Em que consistiria, pois, o distributivismo? Basicamente no que já está embutido em seu nome, vale dizer, na máxima distribuição possível da propriedade por todos os homens; preconiza, destarte, que os meios de produção devem pertencer ao maior número de indivíduos possível, e não permanecer sob o controle d'uma minoria proprietária (tal como no capitalismo), ou então sob a égide de um estamento gerencial (conforme ocorre no socialismo).
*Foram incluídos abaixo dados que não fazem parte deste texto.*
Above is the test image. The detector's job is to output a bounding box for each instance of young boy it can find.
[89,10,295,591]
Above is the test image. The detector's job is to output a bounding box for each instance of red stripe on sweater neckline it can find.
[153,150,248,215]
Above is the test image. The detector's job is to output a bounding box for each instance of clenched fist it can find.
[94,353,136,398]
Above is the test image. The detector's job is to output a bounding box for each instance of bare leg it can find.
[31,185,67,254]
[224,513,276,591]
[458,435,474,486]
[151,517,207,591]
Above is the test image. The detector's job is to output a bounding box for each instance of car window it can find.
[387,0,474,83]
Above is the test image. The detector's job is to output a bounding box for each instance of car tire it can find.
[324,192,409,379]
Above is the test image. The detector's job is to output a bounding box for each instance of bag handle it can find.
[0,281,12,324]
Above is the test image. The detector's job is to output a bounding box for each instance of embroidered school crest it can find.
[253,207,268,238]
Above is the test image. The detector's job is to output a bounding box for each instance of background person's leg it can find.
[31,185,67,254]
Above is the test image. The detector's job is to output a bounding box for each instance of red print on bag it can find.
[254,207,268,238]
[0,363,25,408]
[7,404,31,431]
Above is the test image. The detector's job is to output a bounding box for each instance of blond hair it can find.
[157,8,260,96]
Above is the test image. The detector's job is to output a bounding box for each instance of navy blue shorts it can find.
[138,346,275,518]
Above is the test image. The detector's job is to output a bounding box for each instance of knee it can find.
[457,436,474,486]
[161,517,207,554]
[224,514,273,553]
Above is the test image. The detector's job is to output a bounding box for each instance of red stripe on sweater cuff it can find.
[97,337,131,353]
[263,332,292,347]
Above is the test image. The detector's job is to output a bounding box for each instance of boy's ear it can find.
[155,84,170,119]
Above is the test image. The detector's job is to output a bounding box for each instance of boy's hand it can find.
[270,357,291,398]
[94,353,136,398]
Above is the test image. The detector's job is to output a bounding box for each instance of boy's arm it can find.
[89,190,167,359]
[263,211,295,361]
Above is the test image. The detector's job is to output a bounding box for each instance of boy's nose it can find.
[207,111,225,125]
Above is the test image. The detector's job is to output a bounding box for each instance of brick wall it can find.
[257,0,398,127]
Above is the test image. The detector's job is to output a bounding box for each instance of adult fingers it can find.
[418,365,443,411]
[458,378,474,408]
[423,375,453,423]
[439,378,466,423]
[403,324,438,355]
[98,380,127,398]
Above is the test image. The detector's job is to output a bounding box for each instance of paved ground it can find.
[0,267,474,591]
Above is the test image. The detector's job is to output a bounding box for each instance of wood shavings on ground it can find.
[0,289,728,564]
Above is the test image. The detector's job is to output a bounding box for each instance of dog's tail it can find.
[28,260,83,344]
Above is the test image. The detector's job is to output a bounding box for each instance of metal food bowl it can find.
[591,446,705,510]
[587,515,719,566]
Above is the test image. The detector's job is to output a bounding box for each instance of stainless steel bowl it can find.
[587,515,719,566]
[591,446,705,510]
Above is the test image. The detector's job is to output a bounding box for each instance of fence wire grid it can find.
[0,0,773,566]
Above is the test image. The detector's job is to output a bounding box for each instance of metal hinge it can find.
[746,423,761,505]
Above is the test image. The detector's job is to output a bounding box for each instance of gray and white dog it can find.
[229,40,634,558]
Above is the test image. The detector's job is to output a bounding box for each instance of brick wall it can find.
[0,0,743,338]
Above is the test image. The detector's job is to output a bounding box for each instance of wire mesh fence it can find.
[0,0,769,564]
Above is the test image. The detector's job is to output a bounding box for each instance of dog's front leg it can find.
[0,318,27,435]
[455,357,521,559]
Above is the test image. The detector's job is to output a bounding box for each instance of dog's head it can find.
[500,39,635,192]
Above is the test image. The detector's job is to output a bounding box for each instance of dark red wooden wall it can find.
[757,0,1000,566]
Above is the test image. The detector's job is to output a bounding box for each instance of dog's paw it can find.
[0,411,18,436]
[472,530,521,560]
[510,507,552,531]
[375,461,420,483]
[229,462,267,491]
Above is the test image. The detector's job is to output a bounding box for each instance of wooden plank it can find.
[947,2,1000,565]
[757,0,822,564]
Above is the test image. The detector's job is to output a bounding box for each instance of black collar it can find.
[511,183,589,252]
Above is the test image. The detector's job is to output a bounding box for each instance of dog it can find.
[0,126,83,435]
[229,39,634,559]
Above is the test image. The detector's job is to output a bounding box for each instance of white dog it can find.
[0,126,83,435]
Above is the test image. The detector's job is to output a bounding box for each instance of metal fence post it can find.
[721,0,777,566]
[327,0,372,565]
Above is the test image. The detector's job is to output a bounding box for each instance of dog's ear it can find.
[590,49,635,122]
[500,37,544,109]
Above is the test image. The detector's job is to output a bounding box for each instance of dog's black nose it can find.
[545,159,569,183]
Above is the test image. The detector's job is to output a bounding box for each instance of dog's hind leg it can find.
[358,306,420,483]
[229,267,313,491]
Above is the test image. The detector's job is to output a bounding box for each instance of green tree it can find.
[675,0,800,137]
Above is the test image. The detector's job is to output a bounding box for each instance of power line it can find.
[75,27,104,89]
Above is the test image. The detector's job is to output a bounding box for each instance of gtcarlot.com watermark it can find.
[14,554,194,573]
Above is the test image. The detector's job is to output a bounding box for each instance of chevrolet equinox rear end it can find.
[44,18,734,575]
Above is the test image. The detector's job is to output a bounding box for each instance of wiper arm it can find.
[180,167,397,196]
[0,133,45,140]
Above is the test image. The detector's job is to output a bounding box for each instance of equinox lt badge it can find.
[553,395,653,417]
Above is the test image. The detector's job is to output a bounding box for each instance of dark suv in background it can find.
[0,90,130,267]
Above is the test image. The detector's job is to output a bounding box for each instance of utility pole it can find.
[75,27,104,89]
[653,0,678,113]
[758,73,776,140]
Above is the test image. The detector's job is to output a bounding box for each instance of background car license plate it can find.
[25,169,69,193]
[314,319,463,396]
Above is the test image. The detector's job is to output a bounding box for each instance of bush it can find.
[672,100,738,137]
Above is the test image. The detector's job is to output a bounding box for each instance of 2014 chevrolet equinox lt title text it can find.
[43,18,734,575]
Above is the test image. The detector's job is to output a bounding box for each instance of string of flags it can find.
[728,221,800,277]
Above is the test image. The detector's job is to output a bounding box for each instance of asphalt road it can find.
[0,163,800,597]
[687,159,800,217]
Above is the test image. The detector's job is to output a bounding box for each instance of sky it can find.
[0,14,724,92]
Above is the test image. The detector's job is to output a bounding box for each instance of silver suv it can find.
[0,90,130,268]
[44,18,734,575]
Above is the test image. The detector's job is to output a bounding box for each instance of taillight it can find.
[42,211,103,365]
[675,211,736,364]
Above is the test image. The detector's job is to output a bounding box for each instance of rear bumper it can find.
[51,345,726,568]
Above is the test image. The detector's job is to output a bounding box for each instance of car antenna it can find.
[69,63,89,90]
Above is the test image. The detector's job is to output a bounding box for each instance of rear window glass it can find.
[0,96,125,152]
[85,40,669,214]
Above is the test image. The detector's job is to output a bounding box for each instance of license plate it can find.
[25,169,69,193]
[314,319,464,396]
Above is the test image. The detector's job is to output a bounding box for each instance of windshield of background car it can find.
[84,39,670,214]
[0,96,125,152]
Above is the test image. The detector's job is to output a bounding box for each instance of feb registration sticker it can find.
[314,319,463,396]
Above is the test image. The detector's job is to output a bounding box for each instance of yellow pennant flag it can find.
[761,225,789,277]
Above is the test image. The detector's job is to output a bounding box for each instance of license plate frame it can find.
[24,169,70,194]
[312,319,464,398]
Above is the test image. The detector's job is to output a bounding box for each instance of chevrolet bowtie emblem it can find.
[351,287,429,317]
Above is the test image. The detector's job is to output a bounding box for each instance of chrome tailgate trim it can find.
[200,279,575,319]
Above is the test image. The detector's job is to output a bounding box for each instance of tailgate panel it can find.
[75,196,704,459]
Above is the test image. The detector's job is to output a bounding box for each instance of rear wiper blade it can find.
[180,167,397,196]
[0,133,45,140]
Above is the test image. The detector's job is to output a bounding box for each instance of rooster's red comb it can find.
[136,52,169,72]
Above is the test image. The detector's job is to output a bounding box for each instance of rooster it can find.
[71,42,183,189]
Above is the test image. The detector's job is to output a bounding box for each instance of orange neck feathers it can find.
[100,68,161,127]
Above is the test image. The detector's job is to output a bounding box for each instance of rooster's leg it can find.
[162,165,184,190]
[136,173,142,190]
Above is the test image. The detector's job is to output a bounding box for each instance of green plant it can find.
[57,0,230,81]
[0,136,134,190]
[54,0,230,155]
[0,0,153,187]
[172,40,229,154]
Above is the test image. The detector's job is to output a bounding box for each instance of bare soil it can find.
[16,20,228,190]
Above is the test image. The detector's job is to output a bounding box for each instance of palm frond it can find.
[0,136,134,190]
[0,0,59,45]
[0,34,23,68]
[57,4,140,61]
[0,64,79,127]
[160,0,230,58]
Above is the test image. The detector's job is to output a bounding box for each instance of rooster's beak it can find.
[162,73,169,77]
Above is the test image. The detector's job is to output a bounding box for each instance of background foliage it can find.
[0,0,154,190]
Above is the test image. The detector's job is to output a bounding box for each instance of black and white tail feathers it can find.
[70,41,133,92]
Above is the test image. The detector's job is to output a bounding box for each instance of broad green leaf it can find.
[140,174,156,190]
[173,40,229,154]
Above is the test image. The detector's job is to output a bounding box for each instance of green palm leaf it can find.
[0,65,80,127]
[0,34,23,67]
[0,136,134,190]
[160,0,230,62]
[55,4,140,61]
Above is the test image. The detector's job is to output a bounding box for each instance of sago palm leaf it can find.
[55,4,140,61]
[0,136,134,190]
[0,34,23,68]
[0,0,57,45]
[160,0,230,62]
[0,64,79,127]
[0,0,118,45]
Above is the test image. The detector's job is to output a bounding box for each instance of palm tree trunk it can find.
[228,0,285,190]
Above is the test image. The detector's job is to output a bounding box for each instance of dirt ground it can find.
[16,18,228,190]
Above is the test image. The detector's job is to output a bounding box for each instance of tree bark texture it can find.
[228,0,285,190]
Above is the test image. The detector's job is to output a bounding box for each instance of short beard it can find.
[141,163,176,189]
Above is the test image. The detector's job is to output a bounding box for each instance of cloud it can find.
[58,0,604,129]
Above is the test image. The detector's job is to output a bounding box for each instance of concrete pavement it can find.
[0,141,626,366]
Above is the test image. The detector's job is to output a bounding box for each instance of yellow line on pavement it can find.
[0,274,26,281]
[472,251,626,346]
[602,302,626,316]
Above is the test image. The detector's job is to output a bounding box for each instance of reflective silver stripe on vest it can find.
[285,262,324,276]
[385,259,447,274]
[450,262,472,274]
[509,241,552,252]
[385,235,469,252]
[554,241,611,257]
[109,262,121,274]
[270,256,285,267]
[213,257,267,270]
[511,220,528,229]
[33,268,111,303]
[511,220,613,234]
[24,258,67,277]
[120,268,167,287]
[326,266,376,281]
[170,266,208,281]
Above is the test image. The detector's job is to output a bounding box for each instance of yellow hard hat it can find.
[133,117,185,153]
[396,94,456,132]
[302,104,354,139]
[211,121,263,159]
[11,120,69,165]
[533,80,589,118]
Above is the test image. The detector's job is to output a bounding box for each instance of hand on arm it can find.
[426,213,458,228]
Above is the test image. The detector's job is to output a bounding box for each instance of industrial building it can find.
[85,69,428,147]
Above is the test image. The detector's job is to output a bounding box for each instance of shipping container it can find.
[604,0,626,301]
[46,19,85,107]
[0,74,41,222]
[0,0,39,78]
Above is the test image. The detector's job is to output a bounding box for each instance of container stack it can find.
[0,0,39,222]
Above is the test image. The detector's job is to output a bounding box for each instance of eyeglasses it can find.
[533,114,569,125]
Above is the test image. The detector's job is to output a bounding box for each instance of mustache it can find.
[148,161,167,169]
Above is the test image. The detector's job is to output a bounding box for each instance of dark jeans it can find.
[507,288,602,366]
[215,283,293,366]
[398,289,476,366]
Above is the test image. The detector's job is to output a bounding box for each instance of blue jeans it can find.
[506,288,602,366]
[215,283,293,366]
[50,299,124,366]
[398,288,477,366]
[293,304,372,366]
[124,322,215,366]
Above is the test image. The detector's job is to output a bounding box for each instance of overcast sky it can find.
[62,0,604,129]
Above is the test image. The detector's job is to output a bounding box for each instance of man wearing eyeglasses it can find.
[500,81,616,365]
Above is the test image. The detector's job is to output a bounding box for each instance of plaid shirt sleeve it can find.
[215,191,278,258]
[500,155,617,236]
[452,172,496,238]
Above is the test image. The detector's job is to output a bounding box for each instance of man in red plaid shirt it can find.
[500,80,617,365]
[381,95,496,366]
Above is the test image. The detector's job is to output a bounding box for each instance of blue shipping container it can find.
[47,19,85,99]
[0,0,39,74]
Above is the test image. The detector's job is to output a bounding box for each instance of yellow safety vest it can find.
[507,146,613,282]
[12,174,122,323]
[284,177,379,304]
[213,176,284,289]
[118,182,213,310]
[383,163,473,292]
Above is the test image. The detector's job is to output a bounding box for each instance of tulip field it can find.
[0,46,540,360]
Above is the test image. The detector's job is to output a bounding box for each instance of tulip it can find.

A perspectiva distributivista alega que, no regime capitalista, a propriedade produtiva é, ao fim e ao cabo, apanágio de uma camada minoritária de cidadãos, que acabam por deter uma influência sobre o conjunto da sociedade muito maior do que o que seria de bom alvitre; e malgrado todos tenham, sob o ponto de vista do formalismo jurídico-institucional, direito à propriedade privada, na prática isto acaba por ser prerrogativa quase exclusiva de uma pequena minoria ou, tal como assevera célebre observação de Chesterton, "
too much capitalism does not mean too many capitalists, but too few capitalists" (
The Uses of Diversity); por outro lado, há no âmbito socialista a promessa, de jaez igualmente formal, de um regime coletivo de propriedade, onde todos teriam acesso, consoante sua necessidade, aos frutos do trabalho social; todavia, o que na prática se verifica é a concentração progressiva de todos os ativos econômicos nas mãos do Estado, com o poder real delegado a uma reduzida camada de planejadores e administradores. O pensamento distributivista acredita, portanto, que a atomização das diversas instâncias de propriedade produtiva entre os componentes da comunidade irá garantir um acesso mais equânime aos benefícios oriundos do trabalho; conclui-se, ainda, que quanto maior for a capilarização dos ativos econômicos, maior será não apenas a justiça social, mas também o incentivo para que todos se dediquem de bom grado às atividades produtivas, já que a comunidade perceberá de forma direta e inequívoca os maneios do trabalho.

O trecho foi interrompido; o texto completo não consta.